B. Eine Handlung gehört zur Gattung der Ereignisse. Ein Einzelereignis ist hierbei allgemein als ein Individuum aus zeitlichen Teilen zu verstehen, das durch die vollständige Aufeinanderfolge seiner zeitlichen Phasen konstituiert wird, und sollte nicht auf ein kausal erklärbares Naturereignis eingeengt werden. Während ein Ereignis jeden Gegenstand betreffen kann, schreiben wir ein Verhalten nur wahrnehmungs- und bewegungsfähigen Organismen zu. - Ein Ereignis ist entweder nur ein Vorgang oder ein Verhalten. Ein Verhalten ist entweder ein bloßes Verhalten (eines Tieres) oder ein Handeln (eines Menschen). Beim Menschen treten sowohl Vorgänge (z.B. die durch unsere Absichten nicht beeinflußbaren Stoffwechselvorgänge) als auch Verhalten und Handeln auf. Da ein und dieselbe Art einer menschlichen Körperbewegung sowohl ein bloßes Verhalten als auch eine Handlung (oder ein Teil eines komplexen Handlungsverlaufs) sein kann, ist beides nicht nach empirisch verifizierbaren Kriterien unterscheidbar. Gegenüber dem Handeln als einer bewußt vollzogenen (geplanten) Aktion ist ein Verhalten eine Reaktion, eine Reflexbewegung oder wenn wir auf eine Gefahr unmittelbar (ohne überlegen zu müssen) instinktiv richtig reagieren. Ein bloßes Verhalten ist es auch, wenn uns im Rahmen eines bewußten Handelns aus Versehen etwas passiert, was wir nicht vorausgesehen und beabsichtigt haben. Da als definitorisches Unterscheidungsmerkmal einer Handlung wohl nur die Absichtlichkeit in Frage kommt, sind extreme Formen eines Empirismus kaum akzeptabel, die den Menschen auf sein beobachtbares Verhalten reduzieren (Behaviorismus). Ernstzunehmen sind dagegen nicht reduktionistische Formen eines Physikalismus (Davidson), die Absichten annehmen, diese aber nicht als grundsätzlich verschieden von physikalischen Ereignissen behandeln, sondern ihnen eine naturgesetzliche, kausale Wirksamkeit zuschreiben (mental causation). - Die Unterscheidung von Vorgängen, Verhalten, Handlungen ist idealtypisch. Vegetative Vorgänge können bei psychosomatischen Heilungen von bewußten Wünschen beeinflußt werden. Da ein unbeabsichtigtes Verhalten oft im Kontext eines bewußten Handelns steht, können wir handelnd eingreifen und seine Wirkungen abzufangen versuchen.

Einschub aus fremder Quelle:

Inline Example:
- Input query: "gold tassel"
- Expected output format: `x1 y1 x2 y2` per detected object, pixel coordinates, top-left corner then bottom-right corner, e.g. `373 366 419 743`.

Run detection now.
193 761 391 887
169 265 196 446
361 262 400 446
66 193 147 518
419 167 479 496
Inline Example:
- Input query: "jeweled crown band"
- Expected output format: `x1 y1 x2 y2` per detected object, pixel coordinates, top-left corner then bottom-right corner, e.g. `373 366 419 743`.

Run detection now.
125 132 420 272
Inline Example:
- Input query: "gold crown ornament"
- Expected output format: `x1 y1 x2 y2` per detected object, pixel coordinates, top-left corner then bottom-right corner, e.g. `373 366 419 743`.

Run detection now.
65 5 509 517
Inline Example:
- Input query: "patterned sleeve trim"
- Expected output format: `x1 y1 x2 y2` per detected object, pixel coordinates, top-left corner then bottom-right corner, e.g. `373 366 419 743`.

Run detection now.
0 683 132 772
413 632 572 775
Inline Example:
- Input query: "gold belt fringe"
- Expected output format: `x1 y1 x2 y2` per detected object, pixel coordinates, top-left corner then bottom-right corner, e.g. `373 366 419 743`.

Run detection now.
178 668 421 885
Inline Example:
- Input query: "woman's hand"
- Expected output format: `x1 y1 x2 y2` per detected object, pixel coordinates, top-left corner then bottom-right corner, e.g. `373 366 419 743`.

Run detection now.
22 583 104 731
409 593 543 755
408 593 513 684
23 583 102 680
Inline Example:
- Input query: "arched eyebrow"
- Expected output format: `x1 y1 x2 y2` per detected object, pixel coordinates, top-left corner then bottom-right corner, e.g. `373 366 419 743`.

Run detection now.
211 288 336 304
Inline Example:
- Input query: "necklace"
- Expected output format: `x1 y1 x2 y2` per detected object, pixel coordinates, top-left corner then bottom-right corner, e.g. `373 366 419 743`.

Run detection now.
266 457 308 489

Ist der explizite Einsatz von Werkzeugen als Mittel zu einem Ziel bei einem Schimpansen bereits eine Handlung oder doch nur ein Verhalten, da das vermeintliche Ziel der unmittelbaren Daseinserhaltung dient?

 

C. Tiere verhalten sich bloß, indem sie mit ihrem genetisch bedingten, artspezifischen Verhaltensmuster auf die Anforderungen der jeweils gegenwärtigen Situation, d.h. auf die augenblicklichen Umweltsignale, so reagieren, wie es die Selbst- und Arterhaltung für die unmittelbare Zukunft erforderlich macht (Reiz-Reaktions-Schema). Allein der Mensch vermag planvoll seine Zukunft zu gestalten, indem er in seinen Absichten ein künftig zu erreichendes Ziel vorwegnimmt und sein gegenwärtiges Handeln im Hinblick darauf bewußt gestaltet. Dies erlaubt ihm, grundsätzlich beliebig weit für die Zukunft zu sorgen, auch wenn er faktisch um kurzfristiger augenblicklicher Vorteile willen irreparable Zukunftsschäden riskiert. Da die Zukunftsorientierung (die Ausrichtung auf ein künftig zu erreichendes Ziel) das Spezifikum menschlichen Handelns ausmacht, würde die Aufforderung zur Achtsamkeit, mit der ganzen geistigen Aufmerksamkeit allein auf das gegenwärtige Tun zu achten, das menschliche Handeln auf ein tierisches Verhalten reduzieren. Angesichts dessen, daß nahezu alles, was wir tun, sich sowohl als ein Mittel auf ein außerhalb seiner selbst liegendes Ziel auffassen läßt, als auch etwas in sich selbst Wertvolles (ein Ziel in sich) ist, meint diese Aufforderung wohlverstanden: Wir dürfen unser jeweils gegenwärtiges Tun nicht bloß als ein möglichst schnell zu durchlaufendes Durchgangsstadium zu immer weiteren Zielen auffassen, weil wir sonst die gegenwärtige als die einzig uns geschenkte Zeit verlieren, sondern müssen auf jene Züge unseres Tuns achten, die es zu etwas in sich Schätzenswertem und die Zeit so zu einer erfüllten machen.- Neben den prozessualen Tätigkeiten oder den sich aus einer Sukzession von Phasen aufbauenden Ereignissen, die als Mittel auf ein außerhalb ihrer selbst liegendes Ziel gerichtet sind, gibt es nach Aristoteles auch die reinen Akte (Sehen, intuitives Erkennen, Glücklichsein), die Ziel und Wert in sich haben. Solche Akte, die nur Ziel in sich sind, bilden beim Menschen die Ausnahme. Sogar Tätigkeiten wie das Sehen, die selbst Akte und keine Prozesse sind, dienen ihm doch oft als Mittel innerhalb eines größeren prozessualen Zusammenhangs.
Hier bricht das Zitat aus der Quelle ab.